Acórdão nº 253/05.8TAPMS.C1 de Court of Appeal of Coimbra (Portugal), 02 de Outubro de 2013
Magistrado Responsável | CACILDA SENA |
Data da Resolução | 02 de Outubro de 2013 |
Emissor | Court of Appeal of Coimbra (Portugal) |
Acordam, em conferência, na secção criminal do Tribunal da Relação de Coimbra: I – RELATÓRIO No processo supra identificado, foi submetido a julgamento A...
, completamente identificado nos autos, vindo a final a ser condenado: pela prática, em autoria material e na forma consumada, do crime de insolvência dolosa, previsto e punido pelo artigo 227º, n.º1, alíneas a) e b) e n.º 2, do Código penal, na redacção anterior ao Decreto-lei n.º 53/2004, de 18 de Março, na pena de 280 (duzentos e oitenta) dias de multa, à taxa diária de €10,00 (dez euros), o que perfaz o montante total de €2.800,00 (dois mil oitocentos euros).
Foi ainda o mesmo arguido condenado na pena acessória de interdição de exercer a actividade de gerente ou equivalente pelo período de dois (2) anos, a contar do trânsito em julgado da presente sentença, nos termos do artigo 100º, n.ºs 1 a 3, do Código Penal.

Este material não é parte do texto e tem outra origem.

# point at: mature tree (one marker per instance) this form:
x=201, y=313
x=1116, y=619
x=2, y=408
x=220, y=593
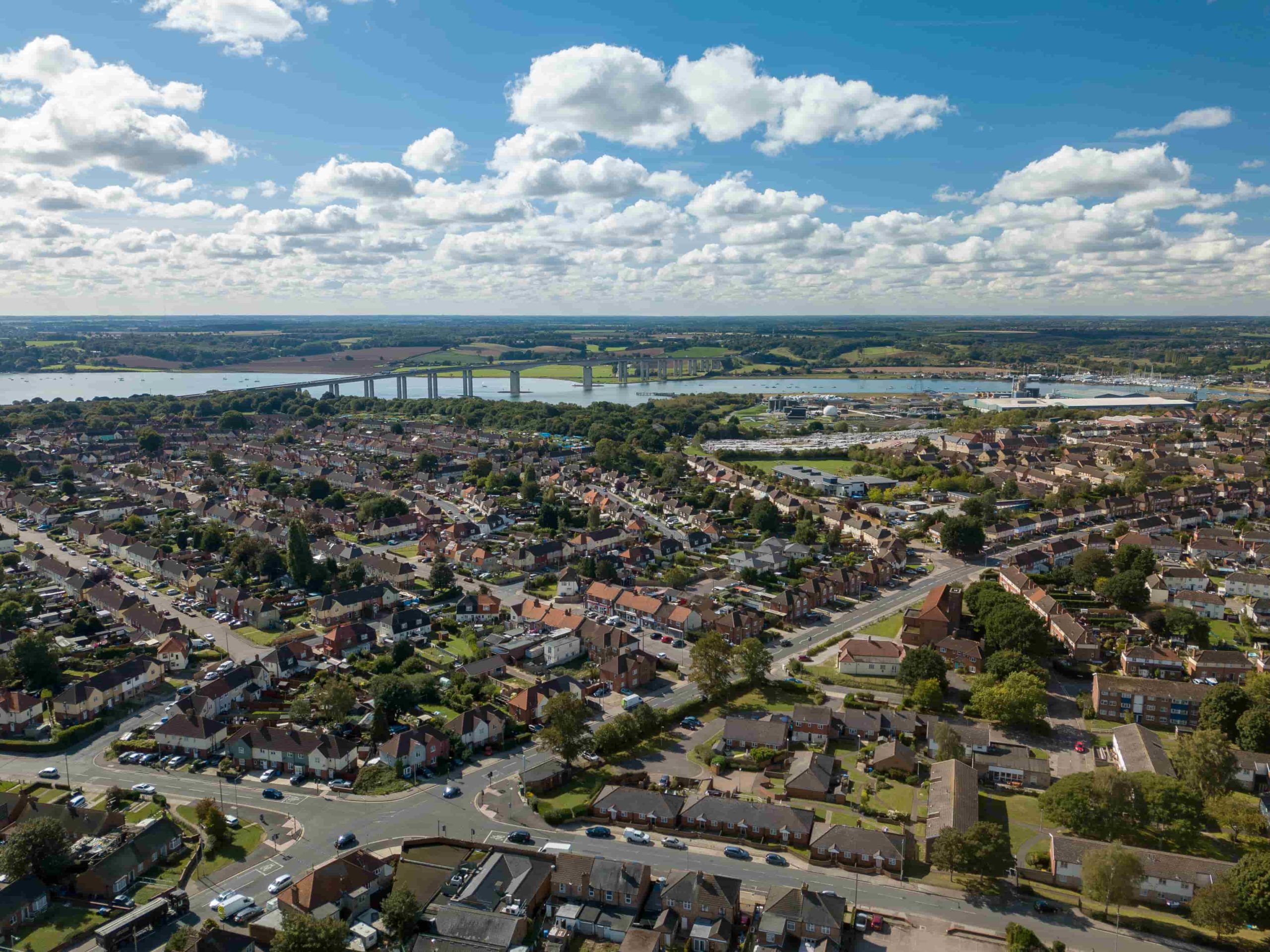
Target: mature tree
x=566, y=734
x=1217, y=907
x=1206, y=761
x=1170, y=804
x=36, y=660
x=41, y=847
x=334, y=698
x=1235, y=813
x=1127, y=591
x=1253, y=730
x=949, y=852
x=926, y=696
x=710, y=664
x=1187, y=625
x=1005, y=663
x=303, y=933
x=12, y=615
x=148, y=441
x=763, y=516
x=922, y=664
x=1017, y=701
x=443, y=575
x=1222, y=707
x=806, y=533
x=300, y=556
x=393, y=695
x=234, y=421
x=1137, y=559
x=752, y=660
x=963, y=536
x=1251, y=883
x=1091, y=565
x=1098, y=805
x=400, y=913
x=1110, y=875
x=1014, y=626
x=990, y=850
x=948, y=742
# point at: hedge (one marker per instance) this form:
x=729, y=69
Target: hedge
x=65, y=738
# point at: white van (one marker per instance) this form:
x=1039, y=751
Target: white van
x=233, y=904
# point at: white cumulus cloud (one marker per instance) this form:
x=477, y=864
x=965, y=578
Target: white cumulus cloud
x=437, y=151
x=623, y=96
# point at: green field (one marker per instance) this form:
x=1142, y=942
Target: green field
x=886, y=628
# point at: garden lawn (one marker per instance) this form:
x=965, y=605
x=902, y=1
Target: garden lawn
x=886, y=628
x=577, y=792
x=246, y=839
x=58, y=924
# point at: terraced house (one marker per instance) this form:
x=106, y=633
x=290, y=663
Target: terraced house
x=323, y=756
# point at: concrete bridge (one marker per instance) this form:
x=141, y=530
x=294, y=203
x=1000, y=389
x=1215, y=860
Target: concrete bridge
x=639, y=369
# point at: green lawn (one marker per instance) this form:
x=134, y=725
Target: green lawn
x=577, y=792
x=247, y=838
x=59, y=923
x=886, y=628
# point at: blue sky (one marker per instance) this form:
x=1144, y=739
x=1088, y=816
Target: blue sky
x=851, y=224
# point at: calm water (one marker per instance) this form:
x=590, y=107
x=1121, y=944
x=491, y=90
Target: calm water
x=71, y=386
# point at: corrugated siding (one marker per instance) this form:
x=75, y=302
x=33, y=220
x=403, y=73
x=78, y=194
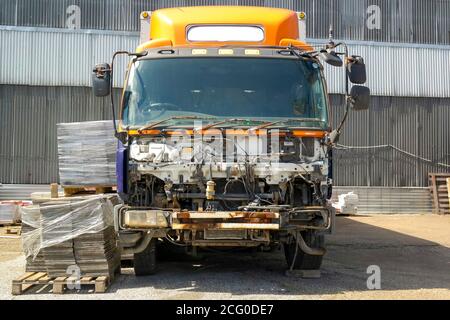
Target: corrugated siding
x=413, y=21
x=29, y=114
x=415, y=125
x=44, y=57
x=60, y=58
x=397, y=69
x=377, y=200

* Inconformado com o assim decidido, veio o arguido interpor recurso que despediu com longas conclusões que a seguir se transcrevem, Conclusões: 1. O arguido foi condenado pela prática, em autoria material e na forma consumada, do crime de insolvência dolosa previsto e punido pelo artº 227º, nº 1, alíneas a) e b) e nº2 do Código Penal, na redacção anterior ao Decreto-lei nº 53/2004 de 18 de Março, na pena de 280 dias de multa, à taxa diária de € 10,00 e na interdição de exercer a actividade de gerente ou equivalente pelo período de dois anos, a contar do trânsito em julgado da sentença, nos termos do artº 100º, nº 1 a 3 do Código Penal.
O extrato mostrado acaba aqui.